Apathy's Girl
Student
- Jul 20, 2020
- 102
I have bipolar disorder and the depression gets so debilitating. For over a month all I could do was curl up in a ball on the floor with our dog or sleep until 3pm. There was a span of over 2 weeks when I didn't shower or change my clothes. I had a glimmer of hope when my sn arrived in the mail three and a half weeks ago but my husband threw it out. I finally called my psychiatrist and told her I needed to be voluntarily committed just to get help. She said no, what I really needed was Ketamine infusions. We talked about Ketamine before but she never actually told me that I needed to get it. It was hard to force myself to go to the evaluation visit.

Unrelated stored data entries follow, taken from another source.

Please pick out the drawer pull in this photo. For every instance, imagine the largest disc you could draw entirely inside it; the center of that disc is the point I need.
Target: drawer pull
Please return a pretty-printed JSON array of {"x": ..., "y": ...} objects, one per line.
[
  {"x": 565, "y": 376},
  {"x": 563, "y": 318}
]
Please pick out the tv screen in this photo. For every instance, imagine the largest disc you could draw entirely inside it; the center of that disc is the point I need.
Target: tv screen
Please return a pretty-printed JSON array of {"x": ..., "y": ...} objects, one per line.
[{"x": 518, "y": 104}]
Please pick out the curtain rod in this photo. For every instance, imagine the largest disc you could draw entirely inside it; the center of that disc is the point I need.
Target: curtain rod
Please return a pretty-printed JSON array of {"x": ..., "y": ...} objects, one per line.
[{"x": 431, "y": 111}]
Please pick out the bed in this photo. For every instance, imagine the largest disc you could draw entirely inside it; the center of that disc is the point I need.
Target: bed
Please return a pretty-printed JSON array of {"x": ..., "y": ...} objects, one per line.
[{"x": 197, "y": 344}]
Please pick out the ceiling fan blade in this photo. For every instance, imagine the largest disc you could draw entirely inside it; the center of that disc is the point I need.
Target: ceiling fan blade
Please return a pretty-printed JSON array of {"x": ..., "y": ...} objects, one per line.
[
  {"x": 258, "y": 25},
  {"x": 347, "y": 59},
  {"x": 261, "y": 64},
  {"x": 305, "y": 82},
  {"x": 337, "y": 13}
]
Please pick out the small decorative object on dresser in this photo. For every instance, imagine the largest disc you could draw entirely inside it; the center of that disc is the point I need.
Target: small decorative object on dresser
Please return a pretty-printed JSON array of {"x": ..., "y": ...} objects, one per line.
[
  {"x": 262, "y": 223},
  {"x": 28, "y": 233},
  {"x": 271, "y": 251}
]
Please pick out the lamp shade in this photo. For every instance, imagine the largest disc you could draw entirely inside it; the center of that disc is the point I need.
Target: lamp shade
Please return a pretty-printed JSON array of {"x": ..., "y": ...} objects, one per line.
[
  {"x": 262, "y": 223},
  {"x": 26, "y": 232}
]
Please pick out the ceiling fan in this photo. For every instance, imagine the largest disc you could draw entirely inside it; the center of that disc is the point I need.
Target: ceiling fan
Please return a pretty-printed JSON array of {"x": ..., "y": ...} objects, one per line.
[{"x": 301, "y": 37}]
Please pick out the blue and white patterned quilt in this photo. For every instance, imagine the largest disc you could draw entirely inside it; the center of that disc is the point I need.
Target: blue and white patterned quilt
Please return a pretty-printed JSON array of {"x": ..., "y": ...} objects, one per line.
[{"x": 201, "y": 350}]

I was a mess. Now that I've had four of my six treatments I really notice a huge difference. It makes me wonder why I take nine different medications a day and still go into deep depressions when one drug pulled me out of it. I don't know how long this feeling will last. I still have two treatments left and then maintenance treatments afterwards. I know I'm lucky because my insurance covers the doctor's visit portion of the treatment and I just have to pay for the actual drug itself. It's not super expensive, $225 per infusion, but I know it is more than many can afford. So for now I'm not exactly happy (I don't know if I ever was) but at least I'm not curled up in a ball on the floor.